Немного помолчав, я всмотрелась в лицо следователя и, достав платок, промокнула свои слезы.

– А почему вы здесь? Ведь вы же сказали, что Даша не справилась с управлением. Ее убили?

– В этой истории много темных пятен. Сейчас ведется расследование.

– И все-таки у вас есть подозрения?

– Если бы у меня не было подозрений, я бы вряд ли сюда приехал.

Следователь наклонился ближе ко мне и продолжал:

– Пока ваша подруга была у вас в больнице, кто-то залез в бензобак и кинул туда презерватив, наполненный марганцовкой. Когда презерватив растворился в бензине и бензин смешался с марганцовкой, ваша подруга ехала уже на достаточно большой скорости.
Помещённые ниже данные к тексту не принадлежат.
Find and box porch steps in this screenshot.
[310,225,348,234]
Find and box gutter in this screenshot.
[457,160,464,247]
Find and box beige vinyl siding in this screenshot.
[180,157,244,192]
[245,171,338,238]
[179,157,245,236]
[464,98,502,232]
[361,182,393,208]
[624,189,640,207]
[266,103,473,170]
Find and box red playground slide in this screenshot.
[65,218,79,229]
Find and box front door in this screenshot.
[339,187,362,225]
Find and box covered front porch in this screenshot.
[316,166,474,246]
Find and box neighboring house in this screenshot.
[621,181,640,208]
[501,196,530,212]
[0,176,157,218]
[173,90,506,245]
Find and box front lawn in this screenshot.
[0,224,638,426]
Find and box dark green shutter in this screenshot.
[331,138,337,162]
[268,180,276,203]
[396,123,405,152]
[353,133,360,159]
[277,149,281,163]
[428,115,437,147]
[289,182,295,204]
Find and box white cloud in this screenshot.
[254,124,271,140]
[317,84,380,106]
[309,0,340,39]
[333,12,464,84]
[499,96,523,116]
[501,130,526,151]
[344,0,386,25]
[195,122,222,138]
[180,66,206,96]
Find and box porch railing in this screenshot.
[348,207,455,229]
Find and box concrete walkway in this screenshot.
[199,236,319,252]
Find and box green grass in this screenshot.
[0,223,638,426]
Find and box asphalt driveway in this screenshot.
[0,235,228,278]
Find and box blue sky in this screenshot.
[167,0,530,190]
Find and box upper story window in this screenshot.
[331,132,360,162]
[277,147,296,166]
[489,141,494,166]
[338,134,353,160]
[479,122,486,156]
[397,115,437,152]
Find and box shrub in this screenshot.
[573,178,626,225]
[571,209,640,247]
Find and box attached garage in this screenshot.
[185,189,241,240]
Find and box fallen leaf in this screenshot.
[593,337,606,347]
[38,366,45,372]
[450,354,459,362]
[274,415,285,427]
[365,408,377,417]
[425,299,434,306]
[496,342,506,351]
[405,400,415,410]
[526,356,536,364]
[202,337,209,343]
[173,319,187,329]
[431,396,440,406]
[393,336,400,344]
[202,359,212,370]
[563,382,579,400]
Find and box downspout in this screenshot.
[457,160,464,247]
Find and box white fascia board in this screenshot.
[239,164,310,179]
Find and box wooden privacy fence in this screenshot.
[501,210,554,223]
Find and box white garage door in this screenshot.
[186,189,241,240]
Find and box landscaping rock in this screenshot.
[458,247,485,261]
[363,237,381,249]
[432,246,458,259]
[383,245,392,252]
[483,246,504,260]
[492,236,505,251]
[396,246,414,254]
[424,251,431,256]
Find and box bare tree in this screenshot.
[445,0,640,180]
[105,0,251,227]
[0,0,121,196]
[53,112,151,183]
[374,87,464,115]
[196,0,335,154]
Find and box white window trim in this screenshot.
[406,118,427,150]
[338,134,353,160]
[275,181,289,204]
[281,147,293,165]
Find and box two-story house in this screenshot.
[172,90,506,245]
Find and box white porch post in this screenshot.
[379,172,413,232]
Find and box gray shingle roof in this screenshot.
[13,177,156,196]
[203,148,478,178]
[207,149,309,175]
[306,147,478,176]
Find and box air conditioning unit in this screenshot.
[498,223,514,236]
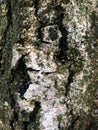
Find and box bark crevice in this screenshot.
[4,0,12,41]
[65,70,75,96]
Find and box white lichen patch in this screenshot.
[11,46,22,68]
[24,84,40,100]
[63,2,91,44]
[12,41,70,129]
[25,50,41,71]
[16,93,35,112]
[25,44,58,72]
[23,81,68,130]
[39,96,68,130]
[13,40,69,129]
[11,44,31,68]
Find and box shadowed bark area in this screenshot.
[0,0,98,130]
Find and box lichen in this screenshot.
[0,0,97,129]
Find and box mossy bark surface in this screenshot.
[0,0,98,130]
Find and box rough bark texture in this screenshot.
[0,0,98,130]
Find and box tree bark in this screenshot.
[0,0,98,130]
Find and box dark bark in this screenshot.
[0,0,98,130]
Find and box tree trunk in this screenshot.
[0,0,98,130]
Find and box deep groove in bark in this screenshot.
[8,85,17,130]
[11,56,31,99]
[10,108,19,130]
[4,0,12,41]
[37,25,43,45]
[9,94,17,130]
[26,68,40,72]
[33,0,39,16]
[33,0,43,46]
[29,101,41,129]
[68,115,80,130]
[19,101,41,130]
[29,101,41,121]
[23,121,29,130]
[10,120,14,130]
[0,48,2,69]
[65,70,75,96]
[55,5,68,63]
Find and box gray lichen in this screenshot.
[0,0,97,130]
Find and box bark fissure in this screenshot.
[4,0,12,41]
[29,101,41,129]
[68,115,80,130]
[33,0,39,16]
[10,120,14,130]
[65,70,75,96]
[11,56,31,99]
[0,48,2,69]
[55,5,68,63]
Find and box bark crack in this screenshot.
[65,70,75,96]
[0,48,2,71]
[11,55,31,99]
[33,0,39,16]
[68,114,80,130]
[4,0,12,41]
[55,5,68,63]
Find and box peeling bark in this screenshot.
[0,0,98,130]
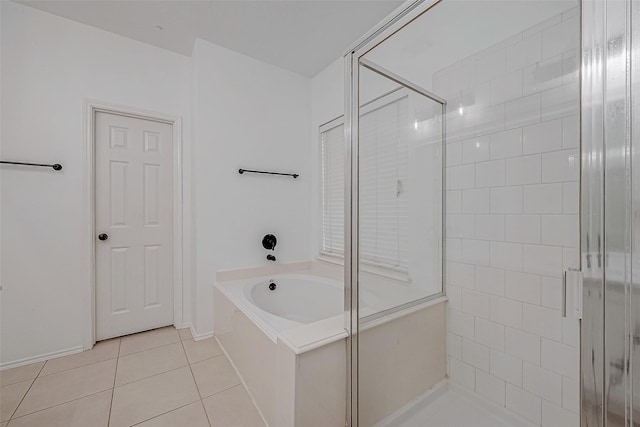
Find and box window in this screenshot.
[320,92,409,272]
[320,120,345,256]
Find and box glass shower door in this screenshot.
[582,0,640,425]
[357,61,445,317]
[349,58,446,427]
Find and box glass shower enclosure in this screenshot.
[353,57,447,427]
[345,0,583,425]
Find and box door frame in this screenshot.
[84,100,184,349]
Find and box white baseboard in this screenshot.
[182,322,214,341]
[2,323,211,370]
[1,345,84,370]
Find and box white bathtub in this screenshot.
[217,274,347,342]
[218,273,386,345]
[213,264,447,426]
[246,274,343,323]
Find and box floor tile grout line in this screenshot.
[119,337,182,358]
[7,360,47,421]
[179,329,194,342]
[11,353,203,425]
[187,352,226,367]
[6,388,113,423]
[36,354,119,379]
[5,374,239,426]
[199,382,244,401]
[0,365,45,388]
[107,339,121,427]
[199,399,213,427]
[180,339,213,427]
[101,338,216,390]
[5,328,196,426]
[117,326,176,344]
[113,361,190,388]
[117,326,181,357]
[118,363,191,389]
[108,338,212,426]
[181,340,204,397]
[33,328,187,379]
[128,400,202,427]
[32,338,120,379]
[118,340,186,361]
[39,358,49,378]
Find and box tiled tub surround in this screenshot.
[435,8,580,426]
[213,262,447,426]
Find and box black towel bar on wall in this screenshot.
[238,168,298,179]
[1,161,63,171]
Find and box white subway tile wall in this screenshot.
[437,8,580,426]
[476,369,507,405]
[506,384,542,425]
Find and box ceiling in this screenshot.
[17,0,404,77]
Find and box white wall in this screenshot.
[1,2,315,364]
[0,1,192,366]
[311,58,344,129]
[191,39,312,337]
[0,1,314,365]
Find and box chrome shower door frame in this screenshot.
[581,0,637,425]
[343,1,443,425]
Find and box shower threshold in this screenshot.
[375,380,535,427]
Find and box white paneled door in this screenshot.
[95,112,174,340]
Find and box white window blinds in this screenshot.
[359,96,409,270]
[321,122,345,256]
[321,94,409,271]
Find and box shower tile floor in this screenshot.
[379,382,531,427]
[0,327,265,427]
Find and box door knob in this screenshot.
[98,233,108,241]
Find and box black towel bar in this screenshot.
[1,161,62,171]
[238,168,298,179]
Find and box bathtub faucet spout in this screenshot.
[267,254,276,262]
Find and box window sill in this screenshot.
[317,253,412,284]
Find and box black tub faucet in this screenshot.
[262,234,277,251]
[263,234,277,261]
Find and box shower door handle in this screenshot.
[563,268,583,319]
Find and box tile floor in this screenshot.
[378,383,530,427]
[0,327,266,427]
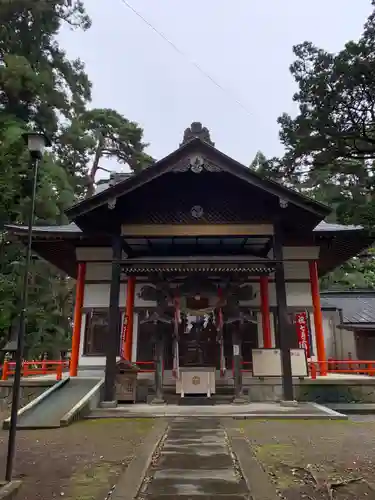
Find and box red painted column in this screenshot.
[70,262,86,376]
[260,275,272,348]
[309,260,327,375]
[123,276,136,361]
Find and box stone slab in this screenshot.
[166,436,224,445]
[162,445,227,455]
[232,413,348,420]
[158,452,233,469]
[326,403,375,412]
[88,401,343,419]
[167,429,226,439]
[145,495,251,500]
[153,469,238,481]
[147,477,248,495]
[100,400,117,409]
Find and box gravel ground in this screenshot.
[0,418,156,500]
[238,418,375,500]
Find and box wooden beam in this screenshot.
[103,234,122,403]
[273,222,294,401]
[121,224,274,237]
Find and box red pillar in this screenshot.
[260,276,272,348]
[70,262,86,376]
[309,260,327,375]
[124,276,135,361]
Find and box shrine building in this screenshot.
[7,124,375,403]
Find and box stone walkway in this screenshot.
[91,402,344,419]
[137,417,251,499]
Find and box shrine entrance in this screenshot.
[179,314,218,368]
[135,273,261,402]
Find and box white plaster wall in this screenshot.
[268,246,320,260]
[308,311,356,363]
[82,246,320,282]
[240,282,312,308]
[83,282,164,308]
[76,247,127,261]
[308,314,318,361]
[85,263,112,282]
[83,281,313,309]
[339,328,357,359]
[83,283,111,308]
[309,313,336,362]
[323,315,334,359]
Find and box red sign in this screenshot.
[120,315,129,359]
[295,312,310,358]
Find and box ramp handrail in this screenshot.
[1,360,68,381]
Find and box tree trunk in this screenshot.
[86,135,104,198]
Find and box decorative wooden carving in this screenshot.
[180,122,215,146]
[172,155,223,173]
[138,278,174,325]
[221,279,257,325]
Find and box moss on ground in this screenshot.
[0,417,156,500]
[69,462,123,500]
[64,418,156,499]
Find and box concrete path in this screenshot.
[137,417,250,499]
[90,402,346,419]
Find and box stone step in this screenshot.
[147,475,248,496]
[157,452,233,469]
[178,397,216,406]
[143,417,249,498]
[145,495,251,499]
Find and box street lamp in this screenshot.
[5,131,50,482]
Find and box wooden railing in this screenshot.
[135,360,164,374]
[309,359,375,379]
[231,360,253,375]
[135,361,155,373]
[1,360,68,381]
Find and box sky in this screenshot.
[59,0,373,172]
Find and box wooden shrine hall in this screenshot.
[7,123,375,404]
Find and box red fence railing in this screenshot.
[135,361,155,373]
[231,360,253,375]
[309,359,375,379]
[1,360,68,381]
[3,357,374,381]
[135,360,164,374]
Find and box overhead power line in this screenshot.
[120,0,253,117]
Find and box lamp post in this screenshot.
[5,132,50,482]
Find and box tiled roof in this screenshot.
[321,292,375,324]
[5,220,364,235]
[315,221,362,232]
[6,223,81,233]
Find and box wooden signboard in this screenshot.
[252,348,308,378]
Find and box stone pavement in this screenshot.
[136,417,251,499]
[90,402,345,419]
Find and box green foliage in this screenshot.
[0,0,150,358]
[58,108,154,197]
[275,3,375,290]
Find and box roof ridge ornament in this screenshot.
[180,122,215,146]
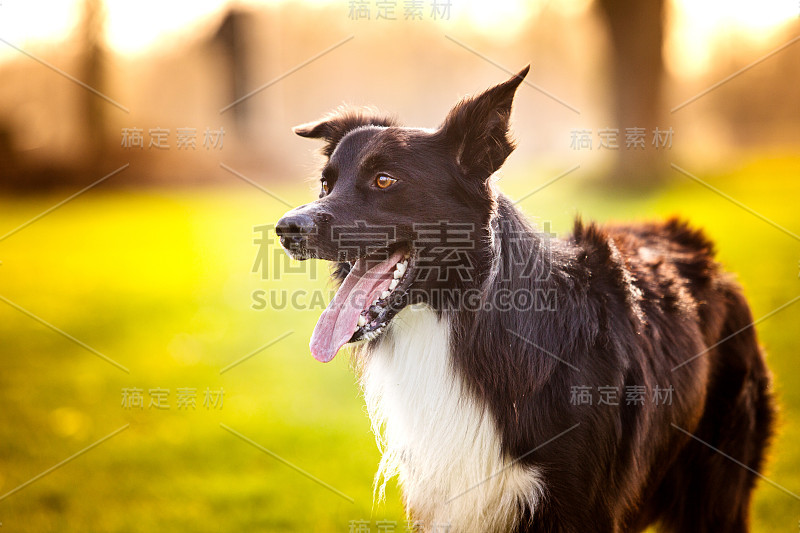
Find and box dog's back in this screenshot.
[565,216,774,532]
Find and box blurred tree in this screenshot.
[596,0,667,188]
[78,0,108,169]
[213,10,254,136]
[0,122,17,177]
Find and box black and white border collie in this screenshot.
[276,67,774,532]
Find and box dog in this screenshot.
[276,67,774,532]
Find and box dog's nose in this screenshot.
[276,213,316,248]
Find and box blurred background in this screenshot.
[0,0,798,531]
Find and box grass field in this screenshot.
[0,156,798,531]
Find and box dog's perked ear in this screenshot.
[438,66,529,181]
[293,107,398,158]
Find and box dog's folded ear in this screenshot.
[293,107,398,157]
[438,66,529,181]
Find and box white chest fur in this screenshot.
[359,305,543,532]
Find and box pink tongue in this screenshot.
[310,250,405,362]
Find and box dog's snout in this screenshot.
[276,213,316,248]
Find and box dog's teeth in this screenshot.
[381,290,391,299]
[395,262,407,276]
[393,269,402,279]
[389,279,399,291]
[358,315,367,327]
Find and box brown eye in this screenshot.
[321,180,329,195]
[375,174,397,189]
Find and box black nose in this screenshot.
[276,213,316,248]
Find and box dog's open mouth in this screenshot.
[310,247,413,362]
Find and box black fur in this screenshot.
[277,67,774,532]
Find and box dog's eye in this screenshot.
[375,174,397,189]
[321,180,330,195]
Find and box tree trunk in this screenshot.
[78,0,108,170]
[596,0,667,188]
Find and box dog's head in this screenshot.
[277,67,529,362]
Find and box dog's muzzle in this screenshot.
[276,210,316,258]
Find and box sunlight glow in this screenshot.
[103,0,226,55]
[0,0,795,65]
[0,1,79,59]
[667,0,798,77]
[462,0,536,37]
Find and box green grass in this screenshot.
[0,156,798,531]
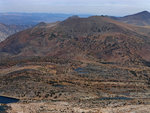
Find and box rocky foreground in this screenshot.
[0,57,149,113]
[6,102,150,113]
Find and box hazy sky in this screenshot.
[0,0,150,16]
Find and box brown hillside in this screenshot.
[0,16,150,66]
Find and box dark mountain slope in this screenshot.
[114,11,150,26]
[0,16,150,66]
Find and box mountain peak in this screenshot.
[139,11,149,13]
[115,11,150,26]
[124,11,150,18]
[36,22,47,26]
[68,15,80,19]
[136,11,150,15]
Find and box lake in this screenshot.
[0,96,19,112]
[0,96,19,104]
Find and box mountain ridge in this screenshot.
[1,16,150,66]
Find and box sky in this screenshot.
[0,0,150,16]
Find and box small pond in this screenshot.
[99,96,132,100]
[74,68,88,74]
[0,96,19,104]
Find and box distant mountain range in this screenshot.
[1,11,150,26]
[0,13,91,42]
[0,11,150,42]
[0,13,90,25]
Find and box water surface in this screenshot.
[99,96,132,100]
[0,96,19,104]
[74,68,88,74]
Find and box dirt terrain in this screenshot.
[6,102,150,113]
[0,57,149,113]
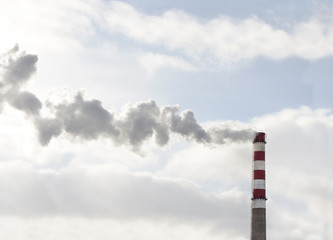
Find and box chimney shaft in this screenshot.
[251,132,266,240]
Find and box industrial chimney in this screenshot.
[251,132,266,240]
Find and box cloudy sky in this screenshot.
[0,0,332,239]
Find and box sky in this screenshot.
[0,0,332,240]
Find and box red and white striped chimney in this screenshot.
[251,132,266,240]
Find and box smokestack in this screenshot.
[251,132,266,240]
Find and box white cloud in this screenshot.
[1,0,333,86]
[2,0,333,87]
[106,1,333,64]
[0,217,248,240]
[0,161,248,223]
[160,143,251,184]
[138,52,197,75]
[0,0,101,53]
[0,105,331,239]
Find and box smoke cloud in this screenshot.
[8,90,42,115]
[0,44,41,115]
[0,46,254,149]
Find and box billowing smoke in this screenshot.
[0,44,41,115]
[0,46,254,149]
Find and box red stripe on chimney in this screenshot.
[254,170,265,179]
[254,151,265,160]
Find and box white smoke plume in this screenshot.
[0,46,254,149]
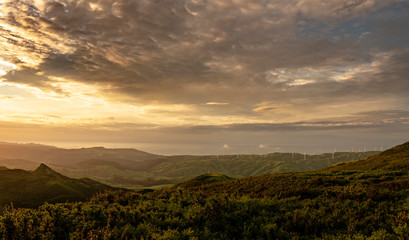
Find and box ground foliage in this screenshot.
[1,169,409,239]
[1,142,409,239]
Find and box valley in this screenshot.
[0,142,379,190]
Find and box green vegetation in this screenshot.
[175,173,233,188]
[1,169,409,239]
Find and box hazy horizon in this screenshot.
[1,139,398,156]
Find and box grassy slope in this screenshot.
[176,173,234,188]
[151,152,379,177]
[326,141,409,171]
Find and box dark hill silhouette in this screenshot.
[34,163,70,179]
[0,164,119,209]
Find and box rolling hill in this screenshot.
[0,163,118,209]
[50,151,378,189]
[175,172,233,188]
[0,142,380,190]
[326,141,409,171]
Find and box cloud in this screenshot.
[253,106,276,112]
[2,0,406,106]
[0,95,16,100]
[0,0,408,154]
[206,102,230,105]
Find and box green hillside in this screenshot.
[150,151,378,177]
[176,173,233,188]
[327,141,409,171]
[0,164,118,209]
[1,141,409,239]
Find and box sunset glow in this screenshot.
[0,0,408,154]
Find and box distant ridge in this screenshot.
[326,141,409,171]
[0,142,161,166]
[0,158,38,170]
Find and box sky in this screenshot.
[0,0,408,155]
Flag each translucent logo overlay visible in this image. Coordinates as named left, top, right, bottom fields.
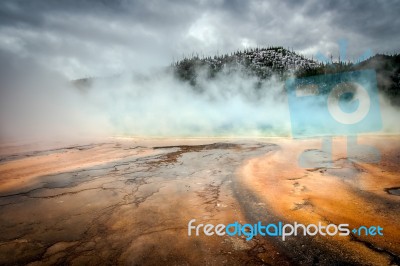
left=283, top=38, right=385, bottom=167
left=286, top=69, right=382, bottom=138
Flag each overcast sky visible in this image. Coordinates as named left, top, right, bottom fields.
left=0, top=0, right=399, bottom=79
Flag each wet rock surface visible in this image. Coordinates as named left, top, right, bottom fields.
left=0, top=137, right=399, bottom=265
left=238, top=136, right=400, bottom=265
left=0, top=140, right=288, bottom=265
left=385, top=187, right=400, bottom=196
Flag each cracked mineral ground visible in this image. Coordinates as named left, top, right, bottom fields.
left=0, top=136, right=399, bottom=265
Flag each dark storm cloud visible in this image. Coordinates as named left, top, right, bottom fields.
left=296, top=0, right=400, bottom=58
left=0, top=0, right=399, bottom=79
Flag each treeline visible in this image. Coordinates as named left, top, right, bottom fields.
left=298, top=54, right=400, bottom=105
left=172, top=46, right=318, bottom=85
left=172, top=47, right=400, bottom=105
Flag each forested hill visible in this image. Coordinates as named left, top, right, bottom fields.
left=172, top=47, right=400, bottom=104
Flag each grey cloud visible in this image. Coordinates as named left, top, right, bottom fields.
left=0, top=0, right=399, bottom=79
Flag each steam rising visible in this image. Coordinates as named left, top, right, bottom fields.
left=0, top=58, right=399, bottom=143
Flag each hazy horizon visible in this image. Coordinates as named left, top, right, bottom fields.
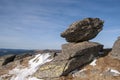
left=0, top=0, right=120, bottom=49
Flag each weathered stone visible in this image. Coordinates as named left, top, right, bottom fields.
left=33, top=53, right=93, bottom=79
left=62, top=52, right=94, bottom=76
left=61, top=18, right=104, bottom=42
left=49, top=52, right=58, bottom=59
left=33, top=42, right=103, bottom=79
left=61, top=41, right=103, bottom=60
left=34, top=60, right=68, bottom=78
left=14, top=53, right=32, bottom=60
left=110, top=37, right=120, bottom=60
left=99, top=48, right=112, bottom=57
left=0, top=54, right=16, bottom=66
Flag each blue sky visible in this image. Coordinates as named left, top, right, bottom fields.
left=0, top=0, right=120, bottom=49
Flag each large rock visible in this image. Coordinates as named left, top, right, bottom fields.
left=110, top=37, right=120, bottom=60
left=33, top=41, right=103, bottom=79
left=14, top=53, right=32, bottom=60
left=33, top=52, right=94, bottom=79
left=61, top=41, right=103, bottom=60
left=0, top=54, right=16, bottom=66
left=34, top=60, right=68, bottom=78
left=61, top=18, right=104, bottom=42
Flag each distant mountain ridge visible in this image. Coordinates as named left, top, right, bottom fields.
left=0, top=48, right=61, bottom=56
left=0, top=48, right=34, bottom=56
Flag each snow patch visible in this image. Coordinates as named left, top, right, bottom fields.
left=27, top=77, right=43, bottom=80
left=70, top=69, right=79, bottom=74
left=9, top=53, right=52, bottom=80
left=79, top=69, right=86, bottom=73
left=90, top=59, right=97, bottom=66
left=110, top=69, right=120, bottom=76
left=102, top=68, right=120, bottom=76
left=72, top=69, right=86, bottom=77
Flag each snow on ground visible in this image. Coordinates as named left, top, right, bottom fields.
left=72, top=69, right=87, bottom=77
left=101, top=68, right=120, bottom=76
left=90, top=59, right=97, bottom=66
left=110, top=69, right=120, bottom=76
left=110, top=69, right=120, bottom=74
left=79, top=69, right=87, bottom=73
left=9, top=53, right=53, bottom=80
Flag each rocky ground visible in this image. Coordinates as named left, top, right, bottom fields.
left=59, top=52, right=120, bottom=80
left=0, top=48, right=119, bottom=80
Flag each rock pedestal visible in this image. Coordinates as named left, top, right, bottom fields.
left=34, top=41, right=103, bottom=79
left=61, top=41, right=103, bottom=60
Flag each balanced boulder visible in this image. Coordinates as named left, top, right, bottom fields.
left=61, top=18, right=104, bottom=42
left=34, top=17, right=104, bottom=79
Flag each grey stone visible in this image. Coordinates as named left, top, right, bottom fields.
left=61, top=18, right=104, bottom=42
left=61, top=41, right=103, bottom=60
left=110, top=37, right=120, bottom=60
left=33, top=41, right=103, bottom=79
left=0, top=54, right=16, bottom=66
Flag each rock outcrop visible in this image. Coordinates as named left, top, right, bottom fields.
left=0, top=54, right=16, bottom=66
left=62, top=53, right=120, bottom=80
left=33, top=18, right=104, bottom=79
left=61, top=18, right=104, bottom=42
left=110, top=37, right=120, bottom=60
left=14, top=53, right=32, bottom=60
left=1, top=17, right=120, bottom=80
left=61, top=41, right=103, bottom=60
left=34, top=42, right=103, bottom=79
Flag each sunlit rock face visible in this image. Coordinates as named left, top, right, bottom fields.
left=61, top=41, right=103, bottom=60
left=110, top=37, right=120, bottom=60
left=61, top=18, right=104, bottom=42
left=33, top=42, right=103, bottom=79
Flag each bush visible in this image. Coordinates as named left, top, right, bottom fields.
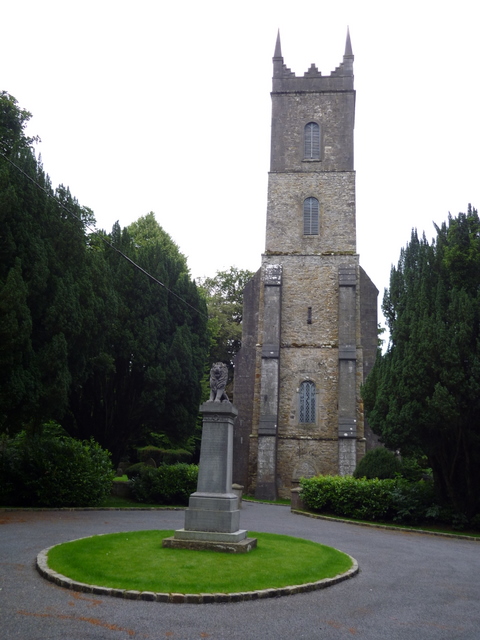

Затем эта смесь попала в камеру внутреннего сгорания. Если вам известно, то марганцовка выделяет большое количество чистого кислорода, а кислород – это слишком взрывоопасный газ. Произошел сильный взрыв, который повлек за собой заклинивание коленвала. Ваша подруга не справилась с управлением, машина пошла юзом, и ее выбросило с моста. Сейчас мы опрашиваем подозрительных лиц, которые были в тот день на больничной стоянке, но пока нет никакого результата.

– Значит, ее все-таки убили! – крикнула я в сердцах и зарыдала.